This month, in Data Protection Commissioner v Facebook Ireland and Maximillian Schrems, the Court of Justice of the European Union invalidated a 2016 decision on the adequacy of the EU-US Data Protection Shield. See the judgment posted here.
The ruling means that companies transferring data to the United States may be fined under the GDPR, since American measures to protect the privacy of personal data are inadequate.
In 2015, the Court had ruled that the United States did not provide an adequate level of protection for the personal data of Maximillian Schrems. Facebook transferred Schrems' data to servers located in the United States. Schrems re-filed his complaint, and sought to suspend future transfers of his personal data by Facebook Ireland to the United States.
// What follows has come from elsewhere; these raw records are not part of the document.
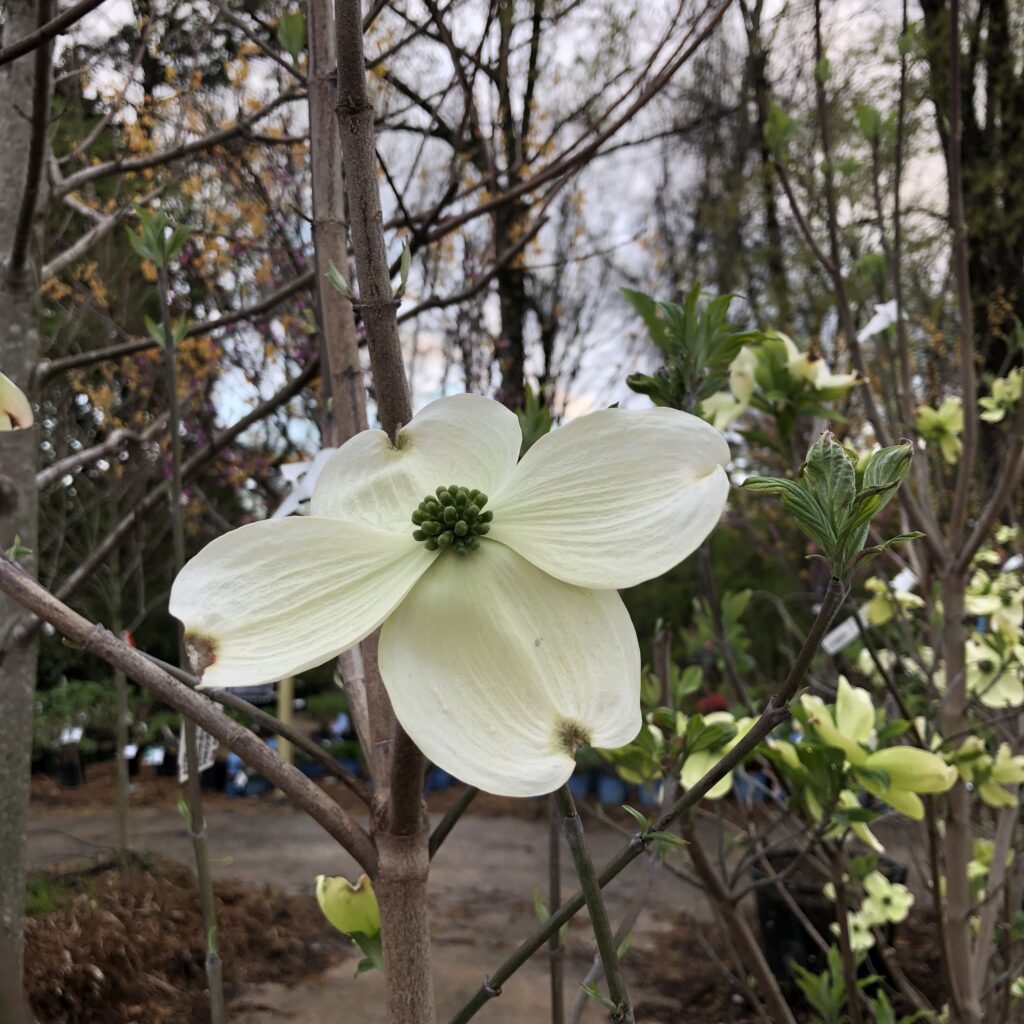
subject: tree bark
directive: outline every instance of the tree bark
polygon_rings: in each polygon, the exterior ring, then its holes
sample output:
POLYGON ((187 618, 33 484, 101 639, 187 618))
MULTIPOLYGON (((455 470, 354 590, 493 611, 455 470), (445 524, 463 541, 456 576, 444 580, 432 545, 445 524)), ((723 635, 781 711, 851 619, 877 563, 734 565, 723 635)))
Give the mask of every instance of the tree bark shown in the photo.
MULTIPOLYGON (((398 432, 412 419, 413 410, 398 338, 398 303, 391 289, 382 229, 374 106, 367 88, 359 0, 335 0, 335 22, 337 115, 358 284, 356 302, 367 332, 377 414, 392 442, 398 442, 398 432)), ((368 653, 366 647, 364 651, 368 653)), ((376 651, 371 649, 369 654, 365 660, 375 663, 376 651)), ((383 695, 383 687, 380 692, 383 695)), ((397 724, 392 735, 386 783, 384 778, 375 779, 378 793, 387 784, 387 803, 381 806, 375 801, 373 815, 387 1015, 389 1024, 431 1024, 436 1014, 427 911, 429 818, 422 798, 426 764, 397 724)))
POLYGON ((325 404, 324 443, 339 445, 367 429, 362 362, 352 303, 326 274, 333 263, 351 284, 348 229, 345 220, 344 167, 335 115, 338 58, 334 12, 330 0, 310 0, 309 13, 309 148, 312 159, 313 248, 319 310, 321 377, 325 404))
MULTIPOLYGON (((43 5, 8 0, 4 37, 19 40, 38 28, 43 5)), ((0 370, 29 391, 39 359, 36 323, 37 281, 32 247, 19 240, 18 224, 31 218, 27 196, 40 182, 28 181, 34 130, 45 127, 49 46, 0 68, 0 370), (45 76, 45 78, 44 78, 45 76), (38 121, 42 119, 42 126, 38 121)), ((0 550, 15 538, 32 554, 19 561, 36 571, 38 503, 35 486, 38 446, 35 428, 0 433, 0 550)), ((32 714, 36 688, 35 636, 16 639, 17 604, 0 594, 0 945, 7 946, 20 976, 25 908, 25 834, 32 756, 32 714)))
MULTIPOLYGON (((942 734, 951 736, 968 727, 968 692, 964 593, 966 581, 959 575, 942 580, 942 660, 946 691, 942 697, 942 734)), ((974 857, 971 827, 971 795, 964 782, 949 791, 946 830, 943 836, 946 869, 945 932, 949 943, 952 987, 952 1019, 961 1024, 980 1024, 981 999, 971 972, 971 916, 973 900, 968 865, 974 857)))
MULTIPOLYGON (((526 230, 526 208, 512 204, 495 211, 495 252, 507 252, 526 230)), ((521 409, 526 392, 526 271, 517 256, 497 274, 502 333, 495 353, 502 383, 498 400, 509 409, 521 409)))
These are the key points of its July 2020 decision:
1. Data processing by a third country for national defense and public safety falls within the scope of the GDPR.
2. Personal data transferred to a third country must be subject to the same level of protection guaranteed in the EU under the GDPR.
3. Assessments of the level of protection should take into account the contract entered into by the EU data exporter and access to the data by the public authorities of the third country.
4. Supervisory authorities must prohibit the transfer of personal data to a third country where the standard data protection clauses cannot be complied with, and the personal data cannot be protected by other means.
5. The Court did not invalidate its prior decision, 2010/87, that requires a data exporter and the data recipient to verify that the level of protection is adequate prior to the transfer and to terminate a contract if the protection is found to be inadequate.
6. "The limitations on the protection of personal data arising from the domestic law of the United States on the access and use by US public authorities . . . are not circumscribed in a way that satisfies requirements that are essentially equivalent to those required under EU law, by the principle of proportionality, in so far as the surveillance programmes based on those provisions are not limited to what is strictly necessary."
7. In reaching its conclusion, the Court stressed the importance of the fact that data subject would not have a cause of action before a court that could provide the level of protection required by EU law by issuing a decision binding on United States intelligence services.